Okay.  Well, I’ve always grown up around senior citizens.  The church that my parents took me to when I was younger, senior citizens.  Friends of my parents, senior citizens, a bit younger at the time.  And when you’re a kid and hang around with senior citizens, eventually you start losing people you grew up with and you realize your own parents are that age, you don’t want to be far away because you know something can happen.  And you might lose them. 

FM: But you also described that you dad had a serious health episode when you were quite young.

Yeah, he’s been a heart patient for several years, had double-bypass, angioplasty, basically everything you can have but a pace-maker or heart implant, those are the only thing he’s missing on the Bingo card.  So, yeah, that probably also had an effect.  And mom was a severe diabetic as well.  So it didn’t help that I had parents with serious health issues.  So that had a big impact with not wanting to be far from home.  When I was a kid, we’d go down to the city on a regular basis, and as far as I was concerned, there was no city that could compare to this county.  Period.

FM: Okay, which is a bit ironic, now, in that you do long-distance trucking…

Yeah, not exactly what I was expecting myself to be in general, and admittedly, this was another of my impulse choices.  Because as I said earlier, that company had a seminar at a local hotel, but admittedly, the only reason I seriously considered it was I’d watch Smokey and the Bandit the night before.  Seems like some of my life choices seem to be based on impulse movies.  But even doing the long haul trucking, I have been to 47 states and 8 provinces and as far as I’m concerned, there’s no place I’d rather be than this county. 

FM: And this kind of work makes that possible?
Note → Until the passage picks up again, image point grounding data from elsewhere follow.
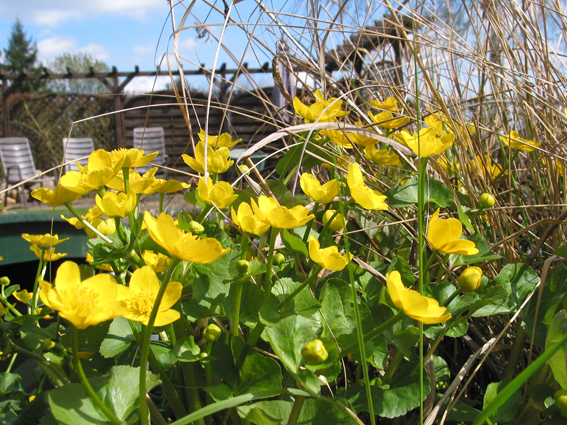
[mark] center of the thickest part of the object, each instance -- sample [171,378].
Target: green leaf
[288,337]
[118,389]
[293,243]
[557,330]
[186,350]
[9,382]
[391,401]
[338,309]
[164,354]
[484,254]
[118,339]
[315,411]
[406,194]
[465,218]
[511,287]
[507,410]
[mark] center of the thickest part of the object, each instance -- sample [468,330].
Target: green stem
[146,342]
[310,223]
[422,181]
[296,410]
[85,382]
[372,334]
[36,282]
[268,281]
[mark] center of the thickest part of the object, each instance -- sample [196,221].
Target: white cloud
[53,13]
[147,84]
[48,48]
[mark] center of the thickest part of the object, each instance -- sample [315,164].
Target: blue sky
[125,33]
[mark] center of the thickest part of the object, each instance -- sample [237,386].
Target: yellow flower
[322,194]
[247,220]
[44,241]
[217,160]
[56,197]
[328,258]
[116,204]
[48,255]
[156,260]
[338,222]
[83,303]
[431,141]
[322,110]
[367,198]
[222,141]
[281,217]
[138,184]
[390,104]
[386,119]
[99,171]
[141,294]
[220,193]
[132,157]
[23,296]
[180,244]
[423,309]
[445,236]
[470,279]
[514,141]
[105,267]
[382,157]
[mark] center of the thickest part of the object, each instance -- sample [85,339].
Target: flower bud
[470,278]
[314,352]
[196,228]
[486,200]
[48,344]
[212,333]
[243,266]
[338,222]
[560,397]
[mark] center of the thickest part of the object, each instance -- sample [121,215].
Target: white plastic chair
[75,148]
[151,139]
[18,165]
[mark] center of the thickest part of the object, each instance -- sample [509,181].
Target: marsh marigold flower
[445,236]
[82,302]
[99,171]
[338,222]
[216,142]
[44,241]
[423,309]
[132,157]
[180,244]
[382,157]
[281,217]
[140,297]
[329,258]
[247,220]
[56,197]
[217,160]
[221,193]
[322,194]
[367,198]
[321,111]
[428,142]
[514,141]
Yeah.  One of the benefits about this job is I’m able to make a decent income and still live around here.  Because I’ve got a lot of friends who are seasonal workers – because admittedly, this county doesn’t have winter work for everyone.  So most of my friends that do this kind of stuff have to be on unemployment during the winter or some other form of income subsidy.  They’re not happy doing it, on the simple basis it’s not regular, steady work.  Whereas I can come home, spend 4 days or a week home, go out on the road again, know I’ve got a regular pay check, a steady job, and I don’t have to leave the county to get work. 

FM: Do you mind saying what sort of income this job provides? 

Admittedly, my own truck driving teacher said I’m not greedy enough for this industry.  I enjoy my home time too much.  I make between $32-36,000/yr.  And that is lower than average on the simple fact a lot of guys work more days than I do and those guys make $45-50,000/yr.  I have a couple of co-workers who have very little home-time but they are bringing in $80,000/yr.  These are all the company drivers.  If I were to get my own rig and work for a company, I would have the potential of making upwards of $300,000/yr.  So given that I’m making 1/10 of what I could make – that’s why my teacher said I’m not greedy enough – but I’m home with my friends more often.  And I have a social life; some of my co-workers don’t. 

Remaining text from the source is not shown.